# Black Box Data Analysis

Since the advent of IoT devices a lot of data has been available to companies in many businesses. In this project I will focus on cars' black boxes' data that is sent daily to an insurance company: these data contains information about daily distances traveled by clients, split by type of road traveled (i.e. higways, city streets...).

My main goal is to find a way of clustering clients based on the way they use their car by means of these daily distances: this type of analysis may have value in supporting the insurance company in the detection of riskier clients' behaviours and in the determination of premium amounts.

## Data Ingestion

For this analysis I have data about each black box daily distances, saved in monthly csv files.

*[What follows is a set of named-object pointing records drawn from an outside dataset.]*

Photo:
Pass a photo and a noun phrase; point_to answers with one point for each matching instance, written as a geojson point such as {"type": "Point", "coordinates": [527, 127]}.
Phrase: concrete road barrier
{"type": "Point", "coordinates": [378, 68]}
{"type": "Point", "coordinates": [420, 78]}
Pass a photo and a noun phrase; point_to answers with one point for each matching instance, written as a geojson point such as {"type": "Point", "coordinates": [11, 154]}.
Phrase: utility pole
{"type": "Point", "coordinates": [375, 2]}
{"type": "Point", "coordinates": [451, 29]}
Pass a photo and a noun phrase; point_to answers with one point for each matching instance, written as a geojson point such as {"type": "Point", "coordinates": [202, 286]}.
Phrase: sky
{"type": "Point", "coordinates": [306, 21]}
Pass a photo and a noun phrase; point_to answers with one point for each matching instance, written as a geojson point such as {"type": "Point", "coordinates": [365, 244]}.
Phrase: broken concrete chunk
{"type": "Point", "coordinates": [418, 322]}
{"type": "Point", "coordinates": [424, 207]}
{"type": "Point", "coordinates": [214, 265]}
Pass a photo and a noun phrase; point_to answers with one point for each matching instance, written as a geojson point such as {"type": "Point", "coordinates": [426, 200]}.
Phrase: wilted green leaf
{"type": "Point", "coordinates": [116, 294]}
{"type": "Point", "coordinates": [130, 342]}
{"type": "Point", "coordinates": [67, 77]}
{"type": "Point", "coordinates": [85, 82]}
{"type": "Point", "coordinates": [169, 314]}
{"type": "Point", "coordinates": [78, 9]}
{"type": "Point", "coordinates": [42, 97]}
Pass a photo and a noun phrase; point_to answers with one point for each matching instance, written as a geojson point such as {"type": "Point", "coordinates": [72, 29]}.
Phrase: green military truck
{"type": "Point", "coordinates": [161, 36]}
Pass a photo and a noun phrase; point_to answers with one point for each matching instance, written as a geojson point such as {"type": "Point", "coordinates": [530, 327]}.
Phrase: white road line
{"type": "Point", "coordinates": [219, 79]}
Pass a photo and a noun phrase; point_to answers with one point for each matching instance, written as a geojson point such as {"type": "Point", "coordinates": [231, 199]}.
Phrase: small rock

Synce the dataset is quite large, I used Google BigQuery to store it and query it.

## Data Cleaning

The data contains daily information for each black box, but each black box can cover many years of insurance for a given client: in order to analyze the data from a common perspective I will treat each insurance annuality separately, and to do so I'm adding the annuality joining the insurance policy data.

Since the black box is installed by a third party, there is not always a correspondence between the daily data and the insurance policy coverage; this means that I have to check whether the daily distances' dates are included in the insurance annuality. Moreover, I will drop the annualities for which I have less than 100 days of data and I'll clean the ones for which I have more than 366 days of data.

All this tasks have been performed using [Google BiqQuery](https://cloud.google.com/bigquery/), here I'm reporting the queries I used. Queries results' were saved in datasets that were used in subsequent steps, the names of the datasets are indicated in the comments before the queries.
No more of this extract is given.